RICE (US) — Anodes for lithium ion batteries built with ribbons of graphene perform better, tests show.
After 50 charge-discharge cycles, the proof-of-concept units retained a capacity that was still more than double that of the graphite currently used for LI battery anodes. The findings are detailed in a study published in the journal ACS Nano.
Rice University chemist James Tour and colleagues, who developed a method for unzipping nanotubes into graphene nanoribbons (GNRs), figured out how to make graphene nanoribbons in bulk and are moving toward commercial applications.
Long ribbons of carbon that are only one atom thick may help improve lithium ion batteries, according to researchers at Rice University. They combined the nanoribbons with tin oxide nanoparticles to make high-capacity anodes. (Credit: Tour Group/Rice University)
One area ripe for improvement is the humble battery. In an increasingly mobile world, battery capacity is becoming a bottleneck that generally limits devices to less than a day’s worth of use.
In the new experiments, the Rice lab mixed graphene nanoribbons and tin oxide particles about 10 nanometers wide in a slurry with a cellulose gum binder and a bit of water, spread it on a current collector and encased it in a button-style battery.

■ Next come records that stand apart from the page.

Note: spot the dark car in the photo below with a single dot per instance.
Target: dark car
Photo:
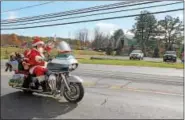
(170, 56)
(136, 54)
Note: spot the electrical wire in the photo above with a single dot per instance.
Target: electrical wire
(95, 14)
(109, 18)
(66, 11)
(16, 9)
(79, 12)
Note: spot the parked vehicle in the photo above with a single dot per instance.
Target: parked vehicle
(136, 54)
(67, 59)
(170, 56)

GNRs are a single atom thick and thousands of times longer than they are wide. The GNRs not only separate and support the tin oxide but also help deliver lithium ions to the nanoparticles.

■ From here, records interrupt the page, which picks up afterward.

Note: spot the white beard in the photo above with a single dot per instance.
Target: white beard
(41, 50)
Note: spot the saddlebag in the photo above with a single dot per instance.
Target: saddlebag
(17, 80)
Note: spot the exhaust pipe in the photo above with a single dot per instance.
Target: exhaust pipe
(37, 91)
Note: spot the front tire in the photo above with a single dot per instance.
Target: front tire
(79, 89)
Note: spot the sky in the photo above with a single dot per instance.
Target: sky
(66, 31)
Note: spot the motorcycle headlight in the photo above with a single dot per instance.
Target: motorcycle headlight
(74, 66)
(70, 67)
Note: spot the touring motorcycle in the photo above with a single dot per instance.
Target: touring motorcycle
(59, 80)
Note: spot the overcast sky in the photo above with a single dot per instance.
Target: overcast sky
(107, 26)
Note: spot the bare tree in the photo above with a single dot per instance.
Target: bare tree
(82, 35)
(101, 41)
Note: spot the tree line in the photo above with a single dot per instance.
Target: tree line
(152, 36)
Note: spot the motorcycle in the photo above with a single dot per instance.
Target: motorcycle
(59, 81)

Lab tests showed initial charge capacities of more than 1,520 milliamp hours per gram (mAh/g). Over repeated charge-discharge cycles, the material settled into a solid 825 mAh/g.
“It took about two months to go through 50 cycles,” says lead author Jian Lin, a postdoctoral researcher at Rice, who believes it could handle many more without losing significant capacity.
GNRs could also help overcome a prime difficulty with LI battery development. Lithium ions tend to expand the material they inhabit, and the material contracts when they’re pulled away. Over time, materials like silicon, which shows extraordinary capacity for lithium, break down and lose their ability to store ions.
Other labs at Rice have made breakthroughs that help solve the expansion problem by breaking treated silicon into a powder, achieving great capacity and many cycles.
GNRs take a different approach by giving batteries a degree of flexibility, Tour says.
“Graphene nanoribbons make a terrific framework that keeps the tin oxide nanoparticles dispersed and keeps them from fragmenting during cycling,” he adds. “Since the tin oxide particles are only a few nanometers in size and permitted to remain that way by being dispersed on GNR surfaces, the volume changes in the nanoparticles are not dramatic.
“GNRs also provide a lightweight, conductive framework, with their high aspect ratios and extreme thinness.”
The researchers point out the work is a “starting point for exploring the composites made from GNRs and other transition metal oxides for lithium storage applications.”
Lin says the lab plans to build batteries with other metallic nanoparticles to test their cycling and storage capacities.
Boeing, the Air Force Office of Scientific Research, Sandia National Laboratory, and the Office of Naval Research supported the research.